FBI Deputy Director Paul Abbate is pushing agency employees to continue using the FISA Section 702 surveillance program to target American citizens. The controversial program was at the center of a heated Congressional debate earlier this year when the FISA program came up for reauthorization. Despite the objections of conservatives and some progressive lawmakers, the foreign salience program and its controversial Section 702 were eventually reauthorized by Congress.

“To continue to demonstrate why tools like this are essential to our mission, we need to use them, while also holding ourselves accountable for doing so properly and in compliance with legal requirements,” Abbate wrote to FBI employees. He added: “I urge everyone to continue to look for ways to appropriately use US person queries to advance the mission, with the added confidence that this new pre-approval requirement will help ensure that those queries are fully compliant with the law.”

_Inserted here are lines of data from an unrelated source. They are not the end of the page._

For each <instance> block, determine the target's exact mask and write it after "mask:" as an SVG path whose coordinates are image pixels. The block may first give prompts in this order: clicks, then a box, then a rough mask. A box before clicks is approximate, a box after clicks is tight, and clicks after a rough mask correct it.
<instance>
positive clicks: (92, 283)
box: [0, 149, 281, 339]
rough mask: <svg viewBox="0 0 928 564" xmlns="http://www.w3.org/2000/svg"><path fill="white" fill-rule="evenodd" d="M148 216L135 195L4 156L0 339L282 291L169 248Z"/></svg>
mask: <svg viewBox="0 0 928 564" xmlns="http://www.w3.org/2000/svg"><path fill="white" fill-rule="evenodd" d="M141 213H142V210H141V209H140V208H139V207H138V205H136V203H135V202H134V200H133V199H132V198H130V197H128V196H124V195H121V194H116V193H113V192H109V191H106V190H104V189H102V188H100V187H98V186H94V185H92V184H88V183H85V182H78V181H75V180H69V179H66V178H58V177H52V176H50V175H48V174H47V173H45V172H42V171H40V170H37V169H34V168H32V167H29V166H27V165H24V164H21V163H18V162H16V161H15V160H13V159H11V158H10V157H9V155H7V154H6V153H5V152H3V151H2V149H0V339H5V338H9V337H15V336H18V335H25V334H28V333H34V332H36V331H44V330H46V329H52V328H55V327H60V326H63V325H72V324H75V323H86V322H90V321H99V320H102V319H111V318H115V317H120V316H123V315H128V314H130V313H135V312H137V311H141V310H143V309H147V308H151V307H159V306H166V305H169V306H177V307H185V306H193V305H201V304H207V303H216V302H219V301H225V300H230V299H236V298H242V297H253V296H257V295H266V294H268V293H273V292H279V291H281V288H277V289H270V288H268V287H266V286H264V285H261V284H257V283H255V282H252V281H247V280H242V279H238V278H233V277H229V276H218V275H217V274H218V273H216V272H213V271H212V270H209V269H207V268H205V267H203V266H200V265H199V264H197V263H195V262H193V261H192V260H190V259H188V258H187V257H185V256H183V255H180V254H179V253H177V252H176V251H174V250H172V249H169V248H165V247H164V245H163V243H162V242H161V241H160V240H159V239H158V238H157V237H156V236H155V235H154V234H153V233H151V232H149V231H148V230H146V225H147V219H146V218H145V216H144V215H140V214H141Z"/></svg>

The email has drawn pushback from lawmakers on Capitol Hill over its concerning nature and the appearance that Abbate is pushing FBI agents to spy on American citizens. “The deputy director’s email seems to show that the FBI is actively pushing for more surveillance of Americans, not out of necessity but as a default,” Representative Zoe Lofgren (D-CA) told Wired. She continued: “This directly contradicts earlier assertions from the FBI during the debate over Section 702’s reauthorization.”

Section 702, established by Congress in 2008, was designed to surveil threats from various hostile actors engaged in cybercrime, drug traffickingterrorism, and arms proliferation. The program allows government agencies to work with American companies to spy on and intercept communications between Americans without a search warrant. The only controlling requirement is that one of the participants in communication must reasonably be believed to be a noncitizen located outside the United States.